# Reinforcement Learning

## Prueba del entorno PongSolitaire en Gym

In [None]:
import pygame
import gym
import gym_pong_solitaire

env = gym.make('PongSolitaire-v0')

reloj = pygame.time.Clock()

a = env.reset()
print(a)
done = False
while not done:
    state, reward, done, info = env.step(env.action_space.sample())
    env.render(mode='stat')
    print(state)
    reloj.tick(60)
env.close()

print(env.observation_space.low)  # x_ball, y_ball, dx, dy, x_paddle
print(env.action_space.n)

## Episodio de entrenamiento

In [None]:
import gym
import gym_pong_solitaire
from agent import Agent

import numpy as np

env = gym.make('PongSolitaire-v0')

agent = Agent(len(env.observation_space.low), env.action_space.n) # Toma decisiones de entrenamiento de la red neuronal resultante

episodes = 10 # Numero de jugadas que se realizan
time = 15_000 # Numero de estados por episodio
replay_size = 32 # Tamaño del batch de replay (recordar experiencias pasadas)

max_score = 0

print("---------- Training start ----------")

for episode in range(episodes):
    current_state = env.reset()
    current_state = np.reshape(current_state, [1,5])

    total_reward = 0
    
    print("-------------------------\n" +
          "Episode " + str(episode) + "/" + str(episodes))
    for t in range(time):
        action = agent.act(current_state)
        next_state, reward, done, _ = env.step(action)

        next_state = np.reshape(next_state, [1,5])

        agent.remember(current_state, action, reward, next_state, done)
        
        if t%16 == 0 or reward > 0:
            print("\tTime " + str(t) + " Episode " + str(episode) + "/" + str(episodes))
        
        current_state = next_state
        total_reward += reward # La puntuación final es el número de veces que se consigue rebotar la pelota
        
        max_score = total_reward if max_score < total_reward else max_score
        
        if done:
            print("\tEpisode " + str(episode) + "/" + str(episodes) + " finished | Score: " + str(total_reward) + " | Max score: " + str(max_score))
            break
    agent.replay(replay_size)

env.close()
print("---------- Training end ----------")

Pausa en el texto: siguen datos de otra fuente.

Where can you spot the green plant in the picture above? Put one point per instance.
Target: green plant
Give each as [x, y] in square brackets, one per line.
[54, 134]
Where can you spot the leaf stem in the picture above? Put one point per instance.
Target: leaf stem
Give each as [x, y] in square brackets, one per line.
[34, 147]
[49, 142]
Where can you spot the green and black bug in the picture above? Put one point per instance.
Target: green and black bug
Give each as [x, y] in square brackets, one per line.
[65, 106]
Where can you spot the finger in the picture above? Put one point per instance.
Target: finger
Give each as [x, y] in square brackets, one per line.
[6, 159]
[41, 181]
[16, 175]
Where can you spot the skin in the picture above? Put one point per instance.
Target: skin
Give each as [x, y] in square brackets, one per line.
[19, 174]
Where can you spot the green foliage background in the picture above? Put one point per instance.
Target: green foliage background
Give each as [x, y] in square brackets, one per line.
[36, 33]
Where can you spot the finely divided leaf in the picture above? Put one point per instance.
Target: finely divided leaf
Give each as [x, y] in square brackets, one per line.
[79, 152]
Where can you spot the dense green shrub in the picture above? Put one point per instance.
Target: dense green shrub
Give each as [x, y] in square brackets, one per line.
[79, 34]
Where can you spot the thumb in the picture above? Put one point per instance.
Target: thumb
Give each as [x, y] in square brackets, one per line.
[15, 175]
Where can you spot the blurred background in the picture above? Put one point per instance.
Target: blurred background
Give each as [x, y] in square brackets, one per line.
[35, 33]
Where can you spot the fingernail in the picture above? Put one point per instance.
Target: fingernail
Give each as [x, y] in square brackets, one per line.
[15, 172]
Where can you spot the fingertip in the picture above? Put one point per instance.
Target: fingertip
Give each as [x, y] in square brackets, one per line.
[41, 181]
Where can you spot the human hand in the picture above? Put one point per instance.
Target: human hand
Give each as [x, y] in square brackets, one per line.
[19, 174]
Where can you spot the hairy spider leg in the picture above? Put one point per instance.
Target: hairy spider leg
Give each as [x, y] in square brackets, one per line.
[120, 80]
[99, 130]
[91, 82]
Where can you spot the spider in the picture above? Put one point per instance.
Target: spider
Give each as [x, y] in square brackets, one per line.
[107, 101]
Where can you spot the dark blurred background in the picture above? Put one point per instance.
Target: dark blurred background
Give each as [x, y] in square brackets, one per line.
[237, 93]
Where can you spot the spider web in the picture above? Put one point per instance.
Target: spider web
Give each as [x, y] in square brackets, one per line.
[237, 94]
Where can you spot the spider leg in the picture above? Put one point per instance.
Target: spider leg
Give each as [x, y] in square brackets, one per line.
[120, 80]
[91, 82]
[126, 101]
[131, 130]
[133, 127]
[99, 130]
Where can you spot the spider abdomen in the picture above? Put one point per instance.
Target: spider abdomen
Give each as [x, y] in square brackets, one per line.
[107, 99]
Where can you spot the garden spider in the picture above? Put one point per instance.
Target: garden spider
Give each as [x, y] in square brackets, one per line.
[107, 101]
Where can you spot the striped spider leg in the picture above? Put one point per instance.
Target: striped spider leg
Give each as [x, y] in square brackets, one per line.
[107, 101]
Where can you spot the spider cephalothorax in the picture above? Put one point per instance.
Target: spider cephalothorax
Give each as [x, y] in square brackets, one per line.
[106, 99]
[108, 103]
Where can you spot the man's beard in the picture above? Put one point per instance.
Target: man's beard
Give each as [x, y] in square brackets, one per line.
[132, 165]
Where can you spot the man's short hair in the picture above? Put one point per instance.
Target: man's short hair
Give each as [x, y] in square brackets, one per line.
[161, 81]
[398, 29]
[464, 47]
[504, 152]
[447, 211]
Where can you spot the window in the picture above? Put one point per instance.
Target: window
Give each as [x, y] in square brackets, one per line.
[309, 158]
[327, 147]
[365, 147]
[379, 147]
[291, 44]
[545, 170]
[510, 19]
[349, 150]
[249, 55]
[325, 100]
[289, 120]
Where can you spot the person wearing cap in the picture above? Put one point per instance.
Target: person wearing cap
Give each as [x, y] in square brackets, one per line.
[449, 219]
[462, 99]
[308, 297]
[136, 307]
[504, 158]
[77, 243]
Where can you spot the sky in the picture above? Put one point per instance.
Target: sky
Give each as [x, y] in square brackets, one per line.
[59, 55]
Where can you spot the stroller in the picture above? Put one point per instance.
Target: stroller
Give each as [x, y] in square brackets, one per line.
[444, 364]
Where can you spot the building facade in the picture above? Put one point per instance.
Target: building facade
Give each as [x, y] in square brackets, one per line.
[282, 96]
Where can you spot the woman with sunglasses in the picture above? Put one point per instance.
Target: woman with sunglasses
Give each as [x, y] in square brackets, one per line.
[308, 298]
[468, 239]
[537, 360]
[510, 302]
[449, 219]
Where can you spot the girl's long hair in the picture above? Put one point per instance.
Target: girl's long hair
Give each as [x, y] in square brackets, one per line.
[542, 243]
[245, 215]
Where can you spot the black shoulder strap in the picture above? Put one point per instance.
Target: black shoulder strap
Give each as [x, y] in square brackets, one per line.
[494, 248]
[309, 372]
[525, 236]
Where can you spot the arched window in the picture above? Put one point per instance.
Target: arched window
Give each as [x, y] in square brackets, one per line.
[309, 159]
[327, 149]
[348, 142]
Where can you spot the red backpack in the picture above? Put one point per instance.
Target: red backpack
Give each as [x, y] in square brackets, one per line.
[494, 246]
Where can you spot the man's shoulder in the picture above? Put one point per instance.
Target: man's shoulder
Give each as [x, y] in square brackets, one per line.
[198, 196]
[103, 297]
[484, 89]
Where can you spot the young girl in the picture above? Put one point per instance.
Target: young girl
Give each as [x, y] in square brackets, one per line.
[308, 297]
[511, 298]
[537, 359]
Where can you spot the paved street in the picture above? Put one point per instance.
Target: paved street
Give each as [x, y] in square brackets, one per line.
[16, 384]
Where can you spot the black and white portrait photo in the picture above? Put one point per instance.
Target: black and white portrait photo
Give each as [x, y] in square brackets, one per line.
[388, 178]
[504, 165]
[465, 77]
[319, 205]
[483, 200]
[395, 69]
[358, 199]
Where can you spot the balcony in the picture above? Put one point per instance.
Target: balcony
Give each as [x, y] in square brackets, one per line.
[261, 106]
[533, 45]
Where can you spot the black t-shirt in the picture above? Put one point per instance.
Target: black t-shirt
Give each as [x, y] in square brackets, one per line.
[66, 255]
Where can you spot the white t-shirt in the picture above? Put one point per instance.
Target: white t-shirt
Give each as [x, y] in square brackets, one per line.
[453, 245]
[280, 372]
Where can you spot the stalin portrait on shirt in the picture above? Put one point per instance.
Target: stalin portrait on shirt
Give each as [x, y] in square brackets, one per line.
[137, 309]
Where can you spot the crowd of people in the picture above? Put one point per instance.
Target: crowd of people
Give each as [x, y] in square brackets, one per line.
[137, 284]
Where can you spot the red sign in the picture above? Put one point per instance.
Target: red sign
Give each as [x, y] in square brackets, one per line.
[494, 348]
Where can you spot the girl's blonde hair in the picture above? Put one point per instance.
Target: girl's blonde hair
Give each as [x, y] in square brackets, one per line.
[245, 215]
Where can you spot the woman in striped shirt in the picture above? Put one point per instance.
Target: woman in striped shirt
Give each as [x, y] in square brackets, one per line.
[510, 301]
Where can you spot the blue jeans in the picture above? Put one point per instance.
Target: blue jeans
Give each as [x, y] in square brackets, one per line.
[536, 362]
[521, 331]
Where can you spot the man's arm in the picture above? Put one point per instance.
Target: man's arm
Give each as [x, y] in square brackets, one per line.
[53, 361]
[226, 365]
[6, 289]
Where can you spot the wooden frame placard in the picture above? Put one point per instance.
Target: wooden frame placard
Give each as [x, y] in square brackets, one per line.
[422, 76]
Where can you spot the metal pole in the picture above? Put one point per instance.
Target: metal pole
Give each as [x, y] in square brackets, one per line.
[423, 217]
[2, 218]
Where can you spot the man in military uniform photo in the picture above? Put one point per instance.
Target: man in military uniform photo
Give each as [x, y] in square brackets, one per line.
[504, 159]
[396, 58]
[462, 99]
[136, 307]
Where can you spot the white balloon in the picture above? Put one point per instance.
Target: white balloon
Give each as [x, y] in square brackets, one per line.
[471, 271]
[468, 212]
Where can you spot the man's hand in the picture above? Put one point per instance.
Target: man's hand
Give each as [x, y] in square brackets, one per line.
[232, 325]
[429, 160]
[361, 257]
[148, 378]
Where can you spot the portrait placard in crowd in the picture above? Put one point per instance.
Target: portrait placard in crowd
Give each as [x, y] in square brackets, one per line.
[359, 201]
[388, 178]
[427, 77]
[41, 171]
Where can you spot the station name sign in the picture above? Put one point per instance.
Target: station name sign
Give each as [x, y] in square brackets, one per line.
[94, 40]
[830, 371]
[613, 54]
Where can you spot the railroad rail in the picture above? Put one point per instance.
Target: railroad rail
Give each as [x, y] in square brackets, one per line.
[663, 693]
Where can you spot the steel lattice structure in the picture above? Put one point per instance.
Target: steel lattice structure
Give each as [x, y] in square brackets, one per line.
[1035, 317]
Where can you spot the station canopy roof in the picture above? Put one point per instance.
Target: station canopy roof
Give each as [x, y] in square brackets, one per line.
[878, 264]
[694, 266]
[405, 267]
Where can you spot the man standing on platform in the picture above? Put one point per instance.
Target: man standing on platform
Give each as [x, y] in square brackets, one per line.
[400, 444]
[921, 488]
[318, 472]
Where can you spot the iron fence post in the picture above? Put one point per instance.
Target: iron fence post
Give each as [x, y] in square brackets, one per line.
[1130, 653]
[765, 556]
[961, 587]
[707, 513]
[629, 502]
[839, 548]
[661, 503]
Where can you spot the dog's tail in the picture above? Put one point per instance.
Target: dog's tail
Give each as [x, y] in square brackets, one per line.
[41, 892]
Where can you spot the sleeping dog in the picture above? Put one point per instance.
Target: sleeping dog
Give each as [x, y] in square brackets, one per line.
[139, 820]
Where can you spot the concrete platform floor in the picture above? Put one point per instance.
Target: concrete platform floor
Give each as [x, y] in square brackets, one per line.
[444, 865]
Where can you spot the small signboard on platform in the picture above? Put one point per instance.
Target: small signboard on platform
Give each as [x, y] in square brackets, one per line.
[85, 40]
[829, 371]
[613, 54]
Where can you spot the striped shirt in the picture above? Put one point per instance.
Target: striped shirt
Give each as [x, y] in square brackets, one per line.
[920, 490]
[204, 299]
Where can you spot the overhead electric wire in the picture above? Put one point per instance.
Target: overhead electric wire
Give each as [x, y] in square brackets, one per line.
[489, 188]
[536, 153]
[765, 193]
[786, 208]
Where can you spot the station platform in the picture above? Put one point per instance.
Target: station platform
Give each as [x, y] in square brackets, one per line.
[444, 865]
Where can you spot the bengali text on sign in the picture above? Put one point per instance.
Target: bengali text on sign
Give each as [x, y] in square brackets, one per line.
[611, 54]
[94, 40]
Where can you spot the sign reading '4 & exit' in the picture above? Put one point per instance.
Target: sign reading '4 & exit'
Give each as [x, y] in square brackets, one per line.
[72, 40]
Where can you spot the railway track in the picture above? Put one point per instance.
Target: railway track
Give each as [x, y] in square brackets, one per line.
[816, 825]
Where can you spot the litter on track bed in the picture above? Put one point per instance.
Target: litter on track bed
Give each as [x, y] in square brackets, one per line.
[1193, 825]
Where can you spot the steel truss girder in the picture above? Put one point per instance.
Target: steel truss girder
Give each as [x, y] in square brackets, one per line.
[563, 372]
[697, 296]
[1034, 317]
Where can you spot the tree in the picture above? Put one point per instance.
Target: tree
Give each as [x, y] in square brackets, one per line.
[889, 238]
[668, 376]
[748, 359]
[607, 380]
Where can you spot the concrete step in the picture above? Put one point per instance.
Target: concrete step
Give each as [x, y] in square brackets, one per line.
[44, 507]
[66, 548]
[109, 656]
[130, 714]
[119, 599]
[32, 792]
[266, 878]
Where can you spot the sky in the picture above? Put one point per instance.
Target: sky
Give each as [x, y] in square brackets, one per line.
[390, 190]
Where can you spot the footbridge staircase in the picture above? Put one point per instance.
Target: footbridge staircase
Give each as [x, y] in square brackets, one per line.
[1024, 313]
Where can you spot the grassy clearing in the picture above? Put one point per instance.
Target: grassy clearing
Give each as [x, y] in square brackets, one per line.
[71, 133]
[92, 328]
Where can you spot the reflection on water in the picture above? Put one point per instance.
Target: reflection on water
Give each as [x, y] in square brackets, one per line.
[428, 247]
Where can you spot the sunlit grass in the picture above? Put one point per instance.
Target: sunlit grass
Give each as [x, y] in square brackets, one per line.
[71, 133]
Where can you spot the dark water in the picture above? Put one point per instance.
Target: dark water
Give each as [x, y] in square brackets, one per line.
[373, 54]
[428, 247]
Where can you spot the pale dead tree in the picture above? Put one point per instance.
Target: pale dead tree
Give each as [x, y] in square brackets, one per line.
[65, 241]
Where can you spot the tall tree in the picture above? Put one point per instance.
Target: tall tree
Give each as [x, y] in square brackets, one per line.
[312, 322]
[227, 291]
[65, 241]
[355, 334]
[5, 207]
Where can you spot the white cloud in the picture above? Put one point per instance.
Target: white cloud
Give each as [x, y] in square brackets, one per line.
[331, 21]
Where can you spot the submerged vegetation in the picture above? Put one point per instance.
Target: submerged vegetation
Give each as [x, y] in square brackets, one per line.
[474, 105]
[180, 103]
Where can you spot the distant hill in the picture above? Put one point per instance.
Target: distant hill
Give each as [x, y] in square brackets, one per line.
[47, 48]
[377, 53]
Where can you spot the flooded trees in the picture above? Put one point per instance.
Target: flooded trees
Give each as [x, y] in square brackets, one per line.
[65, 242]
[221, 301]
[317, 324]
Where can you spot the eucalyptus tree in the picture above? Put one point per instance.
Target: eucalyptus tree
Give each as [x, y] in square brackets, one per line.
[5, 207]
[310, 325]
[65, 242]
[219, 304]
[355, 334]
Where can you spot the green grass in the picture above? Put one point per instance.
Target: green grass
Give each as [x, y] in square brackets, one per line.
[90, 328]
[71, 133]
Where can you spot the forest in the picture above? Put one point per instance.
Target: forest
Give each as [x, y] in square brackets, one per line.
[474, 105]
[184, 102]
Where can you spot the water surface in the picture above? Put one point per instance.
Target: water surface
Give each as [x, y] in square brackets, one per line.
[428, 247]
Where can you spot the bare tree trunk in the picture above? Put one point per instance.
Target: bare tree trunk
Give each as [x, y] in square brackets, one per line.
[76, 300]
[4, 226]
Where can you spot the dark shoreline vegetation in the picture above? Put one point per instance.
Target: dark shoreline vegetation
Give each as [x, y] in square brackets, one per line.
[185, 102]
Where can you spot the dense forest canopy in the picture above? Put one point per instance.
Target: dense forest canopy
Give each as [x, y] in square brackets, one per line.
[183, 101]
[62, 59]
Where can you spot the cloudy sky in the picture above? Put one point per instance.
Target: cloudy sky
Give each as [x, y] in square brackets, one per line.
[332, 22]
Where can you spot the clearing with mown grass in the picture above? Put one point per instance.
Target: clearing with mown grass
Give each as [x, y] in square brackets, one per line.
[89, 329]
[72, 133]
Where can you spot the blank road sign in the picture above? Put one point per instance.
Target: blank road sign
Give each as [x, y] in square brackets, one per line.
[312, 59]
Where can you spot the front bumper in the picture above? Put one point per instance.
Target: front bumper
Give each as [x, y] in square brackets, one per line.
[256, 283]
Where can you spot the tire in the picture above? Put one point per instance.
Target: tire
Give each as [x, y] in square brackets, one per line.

# SERIALIZACIÓN : salvar modelo
agent.model.save('agent_model.h5')


## Testeando la red

### Recuperar la red

In [None]:
from keras.models import load_model

nn_model = load_model('agent_model.h5')
print(nn_model)

### Testear comportamiento de la red en el ambiente

In [None]:

import gym
import gym_pong_solitaire
import numpy as np

env = gym.make('PongSolitaire-v0')

current_state = env.reset()
current_state = np.reshape(current_state, [1,5])

done = False
total_reward = 0

time = 0
while not done:
    prediction = nn_model.predict(current_state)
    action = np.argmax(prediction)
    
    next_state, reward, done, _ = env.step(action)
    env.render()

    next_state = np.reshape(next_state, [1,5])
    
    time += 1
    print("Time: " + str(time) + " | Reward: " + str(reward) + " | Total reward: " + str(total_reward))

    current_state = next_state
    total_reward += reward # La puntuación final es el número de veces que se consigue rebotar la pelota
    
print("Total score: " + str(total_reward))